Melihat kewenangan yang tetap menjadi kewenangan pusat (UU Pemda menyebutkan “urusan Pemerintahan absolut” (Pasal 9 aya (1) dan pasal 10 ayat 1 UU Pemda). Apabila “kewenangan” kemudian dialihkan kepada Pemerintah Daerah kemudian dikenal sebagai “dekosentrasi” (Pasal 10 ayat 2 UU Pemda).
Sehingga berdasarkan “delegasi/desentralisasi” dari pemerintah pusat, maka seorang Kepala Daerah kemudian mempunyai wewenang untuk menjalankan fungsi negara. (authority/bevoegdheid). Dengan mempunyai kewenangan berdasarkan berbagai peraturan maka Kepala Daerah kemudian mempunyai kekuasaan untuk melakukan/tidak melakukan.

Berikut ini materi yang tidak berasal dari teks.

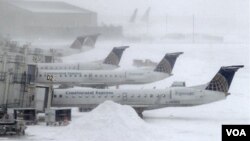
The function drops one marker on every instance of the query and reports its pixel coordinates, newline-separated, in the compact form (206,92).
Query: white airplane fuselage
(97,65)
(99,77)
(144,99)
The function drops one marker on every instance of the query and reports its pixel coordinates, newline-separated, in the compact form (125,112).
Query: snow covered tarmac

Dengan mengikuti alur dari UU Pemda, maka terhadap kewenangan seperti “(a) politik luar negeri, (b) pertahanan (c) keamanan, (d) yustisi (e) moneter/fiskal dan (f) agama. (Pasal 10 ayat 1 UU Pemda) maka dilaksanakan sendiri oleh Pemerintah pusat.
Lalu apakah dibenarkan ketika seorang Kepala Daerah mengeluarkan surat edaran mengatur tentang peribadatan.

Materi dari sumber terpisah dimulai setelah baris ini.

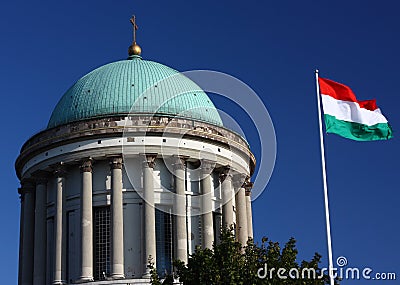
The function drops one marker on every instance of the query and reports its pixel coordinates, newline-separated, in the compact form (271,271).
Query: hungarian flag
(346,116)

Dengan membaca pasal 10 ayat 1 dan pasal 2 UU Pemda, maka “seorang Kepala Daerah’’ yang tidak mendapatkan “kewenangan” dari Pemerintah Pusat tidak dapat dibenarkan untuk menggunakan kewenangannya sebagai Kepala Daerah mengatur “peribadatan” seperti yang telah diposting.

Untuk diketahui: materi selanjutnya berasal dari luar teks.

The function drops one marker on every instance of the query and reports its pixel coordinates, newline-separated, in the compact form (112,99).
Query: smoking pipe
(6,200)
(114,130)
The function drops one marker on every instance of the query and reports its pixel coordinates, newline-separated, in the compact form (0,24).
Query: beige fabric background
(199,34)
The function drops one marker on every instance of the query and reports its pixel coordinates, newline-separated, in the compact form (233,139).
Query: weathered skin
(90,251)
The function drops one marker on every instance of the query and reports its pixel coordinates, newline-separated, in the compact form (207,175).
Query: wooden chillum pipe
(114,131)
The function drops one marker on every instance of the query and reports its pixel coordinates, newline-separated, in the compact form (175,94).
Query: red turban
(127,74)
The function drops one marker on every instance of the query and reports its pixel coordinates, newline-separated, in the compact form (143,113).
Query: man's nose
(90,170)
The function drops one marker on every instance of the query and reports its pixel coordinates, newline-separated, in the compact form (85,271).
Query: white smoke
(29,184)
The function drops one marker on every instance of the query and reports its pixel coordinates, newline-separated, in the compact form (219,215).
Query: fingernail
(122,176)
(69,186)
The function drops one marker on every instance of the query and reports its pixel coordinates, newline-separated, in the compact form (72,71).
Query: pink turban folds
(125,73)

Lalu apakah “negara” tidak dibenarkan mengatur peribadatan.
Boleh. Selama telah diatur didalam mekanisme perundang-undangan, maka aparatur negara dapat menjalankan wewenang yang telah diberikan konstitusi. Diluar dari konstitusi maupun peraturan perundang-undangan maka Kepala Daerah tidak dapat dibenarkan menggunakan “negara” mengatur tentang peribadatan.
Lalu apakah kemudian Indonesia disebutkan sebagai negara sekuler ? Pertanyaan menggelitik kemudian terjawab ketika di alinea pembukaan kemudian disebutkan "Atas berkat rahmat Allah Yang Maha Kuasa dan dengan didorongkan oleh keinginan luhur, supaya berkehidupan kebangsaan yang bebas, maka rakyat Indonesia menyatakan dengan ini kemerdekaannya."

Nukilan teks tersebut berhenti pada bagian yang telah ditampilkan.